Weiterhin Aktiver und Trainer der Annener Judoka in einer Person: Stefan Oldenburg (links, hier gegen Hamburgs Dominic Ressel) sieht sein Team in der Bundesliga-Saison 2018 nicht unter großem Druck.

Foto: Biene Hagel

Witten.   Fünf der neun Judo-Bundesligisten in der Nordgruppe kommen aus Nordrhein-Westfalen. SU Annen setzt weiterhin verstärkt auf eigene Talente.

Nach dem nächsten Schritt der Strukturreform in der Judo-Bundesliga wird es in der Saison 2018 für die Männer der Sport-Union Annen wohl noch einen Tick schwerer, das Endrunden-Turnier zu erreichen. Fortan gehören je neun Teams zur Nord- und zur Süd-Staffel in Liga eins - und nur die beiden jeweils Besten qualifizieren sich für die Finalrunde.

Dass die Wittener dennoch alles daran setzen werden, einen dieser beiden Plätze zu belegen, das steht wohl außer Frage. Nur hat die Mannschaft, die weiterhin vom bewährten Trainerduo Stefan Oldenburg/Marcel Haupt gecoacht wird, nicht ganz die Möglichkeiten wie die größten Rivalen. „Unsere finanziellen Mittel sind nun mal begrenzt - andernfalls hätte unser Verein sich ja auch kaum dazu entschlossen, das Frauen-Team aus der Bundesliga zurückzuziehen“, sagt Oldenburg (29). „Die Preise haben sich in den vergangenen Jahren extrem entwickelt“, weist der langjährige Bundesliga-Kämpfer, der voraussichtlich seine letzte Saison als Aktiver im Oberhaus bestreiten wird, auf das größte Problem hin.

Könnten die Annener ihren Kämpfern ähnliche Summen bieten wie beispielsweise Titelverteidiger Hamburger JT, dann hätte man den Weggang des Deutschen Meisters in der 60-Kilo-Klasse, Moritz Plafky, wohl verhindern können. „Darüber hinaus ist der Markt für uns hier in Nordrhein-Westfalen ziemlich abgegrast“, sagt Oldenburg. Verständlich, denn ab der neuen Saison in Liga eins tummeln sich gleich fünf Mannschaften aus NRW in der Nord-Gruppe. Neben Annen und dem JC 66 Bottrop kommen nun auch noch Bayer 04 Leverkusen, der TSV Hertha Walheim und der 1. Godesberger JC hinzu, die sich ebenfalls um gute Judoka aus ihrem Umfeld bemühen.

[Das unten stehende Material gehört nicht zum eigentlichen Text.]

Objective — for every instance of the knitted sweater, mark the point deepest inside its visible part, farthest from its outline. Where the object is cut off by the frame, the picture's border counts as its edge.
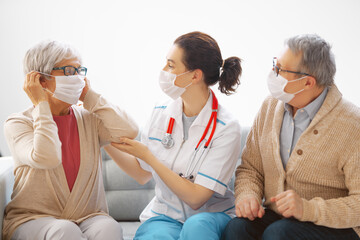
(324, 167)
(40, 188)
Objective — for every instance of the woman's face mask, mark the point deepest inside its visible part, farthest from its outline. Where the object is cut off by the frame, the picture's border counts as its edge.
(68, 88)
(167, 84)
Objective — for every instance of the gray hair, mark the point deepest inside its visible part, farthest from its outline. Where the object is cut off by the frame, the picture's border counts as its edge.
(45, 55)
(317, 58)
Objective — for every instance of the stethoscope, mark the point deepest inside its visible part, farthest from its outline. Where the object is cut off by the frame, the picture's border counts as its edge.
(168, 141)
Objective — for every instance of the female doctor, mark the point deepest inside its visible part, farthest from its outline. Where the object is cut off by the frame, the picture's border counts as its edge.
(190, 146)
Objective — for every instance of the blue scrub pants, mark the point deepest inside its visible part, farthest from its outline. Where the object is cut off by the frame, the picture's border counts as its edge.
(201, 226)
(274, 227)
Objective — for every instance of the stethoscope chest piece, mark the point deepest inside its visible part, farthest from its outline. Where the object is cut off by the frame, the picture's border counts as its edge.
(168, 141)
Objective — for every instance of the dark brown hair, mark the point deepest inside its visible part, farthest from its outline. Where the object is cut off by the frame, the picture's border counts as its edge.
(202, 52)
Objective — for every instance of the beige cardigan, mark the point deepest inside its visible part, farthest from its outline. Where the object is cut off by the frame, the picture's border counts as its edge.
(40, 188)
(324, 167)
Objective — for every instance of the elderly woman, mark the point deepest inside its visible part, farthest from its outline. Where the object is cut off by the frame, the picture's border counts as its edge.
(58, 191)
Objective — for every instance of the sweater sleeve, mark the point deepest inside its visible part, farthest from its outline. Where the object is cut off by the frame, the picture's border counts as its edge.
(339, 212)
(36, 143)
(113, 122)
(249, 174)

„Durch die zusätzlichen Mannschaften wird uns der ganz große Druck aber genommen“, sagt der Annener Trainer. Erreicht die SUA nicht Rang eins oder zwei - niemand würde den sportlich Verantwortlichen am Kälberweg dafür den Kopf abreißen. „Unser Konzept ist nun mal ein anderes. Wir wollen weiterhin den jungen Leuten aus unserem eigenen Club die Möglichkeit geben, sich in der ersten Liga zu bewähren, dort hineinzuschnuppern.“ Eigengewächse wie Jens Malewany, Alessio Murrone oder Schwergewichtler Jonas Schreiber sind fest im SUA-Team eingeplant, das bislang mit Frederik Schreiber, Martin Garic und dem Niederländer Simeon Catharina auf drei Neuzugänge zurückgreifen kann.

Zum Saisonauftakt geht’s für die Annener am 7. April nach Niedersachsen zum Team Judo in Holle. „Das ist natürlich gleich mal ein Brett“, hat Oldenburg Respekt vor diesem Gegner. Weitere Auswärtskämpfe gibt’s in Potsdam, Bottrop und Hamburg, viermal hat die Sport-Union am Kälberweg Heimrecht.

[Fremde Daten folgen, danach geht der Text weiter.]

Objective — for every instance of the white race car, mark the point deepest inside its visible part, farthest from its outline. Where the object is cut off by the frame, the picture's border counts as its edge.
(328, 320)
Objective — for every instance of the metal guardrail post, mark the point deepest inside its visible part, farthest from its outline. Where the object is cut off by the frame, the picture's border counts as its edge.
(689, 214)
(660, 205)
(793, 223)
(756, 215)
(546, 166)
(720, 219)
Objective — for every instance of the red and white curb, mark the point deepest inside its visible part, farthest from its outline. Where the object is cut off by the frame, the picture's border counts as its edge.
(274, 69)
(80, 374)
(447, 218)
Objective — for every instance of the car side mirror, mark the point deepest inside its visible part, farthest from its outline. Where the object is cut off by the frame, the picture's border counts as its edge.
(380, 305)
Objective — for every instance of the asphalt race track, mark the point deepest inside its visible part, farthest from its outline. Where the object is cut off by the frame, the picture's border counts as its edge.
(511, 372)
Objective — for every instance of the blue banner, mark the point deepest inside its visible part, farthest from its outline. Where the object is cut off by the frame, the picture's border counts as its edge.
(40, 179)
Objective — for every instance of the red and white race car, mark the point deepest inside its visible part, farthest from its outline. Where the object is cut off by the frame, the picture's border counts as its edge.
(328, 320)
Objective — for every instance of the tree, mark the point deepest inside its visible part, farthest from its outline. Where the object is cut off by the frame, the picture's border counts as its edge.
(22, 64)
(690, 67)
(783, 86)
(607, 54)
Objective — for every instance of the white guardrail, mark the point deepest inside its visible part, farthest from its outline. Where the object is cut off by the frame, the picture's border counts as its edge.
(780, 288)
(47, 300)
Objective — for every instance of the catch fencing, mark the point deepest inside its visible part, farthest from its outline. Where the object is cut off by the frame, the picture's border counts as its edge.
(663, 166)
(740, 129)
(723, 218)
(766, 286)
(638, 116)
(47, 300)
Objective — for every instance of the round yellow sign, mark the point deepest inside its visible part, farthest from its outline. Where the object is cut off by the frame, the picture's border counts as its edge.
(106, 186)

Eine Neuerung wird es auch für die zweite Mannschaft der Wittener geben, die in der neu geschaffenen NRW-Liga (ab 22. April) an den Start gehen wird. Die bisherige Regionalliga wurde abgeschafft. „Wir hätten sogar in die 2. Liga aufsteigen können, da hätten sich die Kampftage aber überschnitten mit der Bundesliga“, so Oldenburg. Die Frauen der SU Annen sind derweil nach dem Rückzug aus dem Oberhaus in der Regionalliga am Start. Mit Sarah Mäkelburg hat sich eine der besten Wittener Kämpferinnen dem Meister TSG Backnang angeschlossen.